Surrogacy and Three-Parentage
The woman who donated the DNA could be treated the same way as a sperm donor. In a sperm donor arrangement, a man could provide sperm, outside of sexual intercourse, to a woman. The man in the couple would then adopt the child as his own even though he is not genetically related to the child. The sperm donor, the biological and legal father, would have his rights severed under the donor agreement. Most states recognize sperm donor agreements. However, the couple must follow state procedures if they wish to terminate the sperm donor’s rights.

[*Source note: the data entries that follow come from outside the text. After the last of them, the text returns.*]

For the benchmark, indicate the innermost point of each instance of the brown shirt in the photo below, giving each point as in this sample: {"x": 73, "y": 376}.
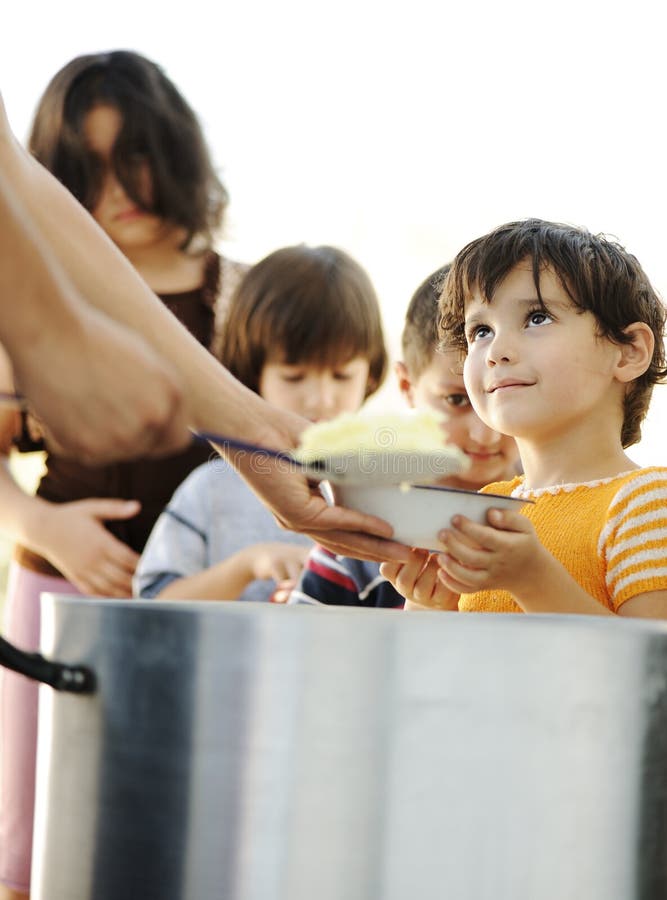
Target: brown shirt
{"x": 151, "y": 481}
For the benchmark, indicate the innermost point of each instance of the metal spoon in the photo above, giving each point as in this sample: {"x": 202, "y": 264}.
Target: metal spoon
{"x": 377, "y": 467}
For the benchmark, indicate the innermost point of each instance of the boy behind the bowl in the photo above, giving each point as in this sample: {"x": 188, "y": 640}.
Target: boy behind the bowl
{"x": 564, "y": 341}
{"x": 427, "y": 378}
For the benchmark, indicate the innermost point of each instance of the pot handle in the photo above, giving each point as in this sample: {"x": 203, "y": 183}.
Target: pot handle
{"x": 75, "y": 679}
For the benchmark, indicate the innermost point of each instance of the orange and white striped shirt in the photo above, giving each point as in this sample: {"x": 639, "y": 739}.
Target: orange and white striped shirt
{"x": 611, "y": 535}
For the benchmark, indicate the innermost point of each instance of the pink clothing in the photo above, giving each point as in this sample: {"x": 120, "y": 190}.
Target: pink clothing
{"x": 18, "y": 725}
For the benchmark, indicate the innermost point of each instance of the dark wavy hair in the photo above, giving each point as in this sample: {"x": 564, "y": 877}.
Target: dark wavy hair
{"x": 598, "y": 275}
{"x": 420, "y": 336}
{"x": 302, "y": 305}
{"x": 158, "y": 127}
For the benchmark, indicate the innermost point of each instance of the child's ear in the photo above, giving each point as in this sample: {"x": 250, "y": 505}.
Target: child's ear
{"x": 635, "y": 357}
{"x": 405, "y": 385}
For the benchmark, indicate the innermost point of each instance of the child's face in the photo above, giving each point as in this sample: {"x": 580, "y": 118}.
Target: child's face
{"x": 535, "y": 371}
{"x": 314, "y": 392}
{"x": 492, "y": 456}
{"x": 127, "y": 225}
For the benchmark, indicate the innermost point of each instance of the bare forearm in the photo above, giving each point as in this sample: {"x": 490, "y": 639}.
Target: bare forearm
{"x": 101, "y": 274}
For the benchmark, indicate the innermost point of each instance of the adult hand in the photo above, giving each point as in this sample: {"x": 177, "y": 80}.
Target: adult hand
{"x": 101, "y": 392}
{"x": 72, "y": 536}
{"x": 506, "y": 554}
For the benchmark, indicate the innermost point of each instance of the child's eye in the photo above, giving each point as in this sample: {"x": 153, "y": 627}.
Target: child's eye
{"x": 539, "y": 317}
{"x": 457, "y": 400}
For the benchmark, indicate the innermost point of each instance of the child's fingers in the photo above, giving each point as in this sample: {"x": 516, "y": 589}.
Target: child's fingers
{"x": 458, "y": 578}
{"x": 406, "y": 574}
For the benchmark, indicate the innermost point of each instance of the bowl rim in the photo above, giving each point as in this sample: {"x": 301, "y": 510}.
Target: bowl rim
{"x": 449, "y": 490}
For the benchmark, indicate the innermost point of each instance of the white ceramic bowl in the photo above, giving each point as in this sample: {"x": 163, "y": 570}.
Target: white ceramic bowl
{"x": 420, "y": 512}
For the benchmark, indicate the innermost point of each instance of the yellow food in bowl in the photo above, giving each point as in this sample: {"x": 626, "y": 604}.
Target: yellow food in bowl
{"x": 413, "y": 431}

Courts could find the second woman in Three-Parent IVFs to be akin to sperm donors. The analogy is even more intuitive than surrogacy agreements because sperm is a vehicle for DNA and DNA is what the second woman is giving. Judges could merely read sperm donor laws as gender neutral. Courts could hold that the same procedures terminating the natural rights of sperm donors apply to women who donate DNA.
On the other hand, the Three-Parent IVF could be viewed as a surrogacy. Three-Parent IVF can be thought of as a reverse surrogacy. While surrogacy procedures require an unrelated woman to give birth to the couple’s child, Three-Parent IVF requires that the biological mother give birth to a child who is related to another woman. It’s possible to view the Three-Parent IVF as a surrogacy, with the birth mother a surrogate for the woman who donated the DNA.
Obviously this legal angle won’t work if the state doesn’t recognize surrogate agreements. Many states regard them as contracts to sell infants and courts will refuse to uphold them. Other states find nothing wrong with them and courts will hold that the intentions of the biological parents will decide the outcome.
In Three-Parentage cases, it might be difficult to determine which woman intended to be the legal parent and which woman was a surrogate. The easiest way might be to determine which couple (woman plus partner) was the party to the contract, but that wouldn’t be helpful if both women were in a relationship prior to the DNA mixing.
Proponents of Three-Parentage have asserted that the child wouldn’t be equally related to all three parents. The child wouldn’t be one-third related to each parent because the donor’s DNA is only supplied to “fix” genetic defects. It’s more likely that the child will be related to the donor by only one or two percent.
However, I would shocked if there weren’t any judges who would refuse to award custody based on the percentage of genes a child shares with a person. Grandparents and other relatives would be at a disadvantage, a disadvantage that would be unfair if they were more involved in a child’s life than persons who are genetically closer but emotionally distant. Genetic lottery is not a legal standard that any court should adopt. The child’s best interest is currently the default standard and nothing should change that.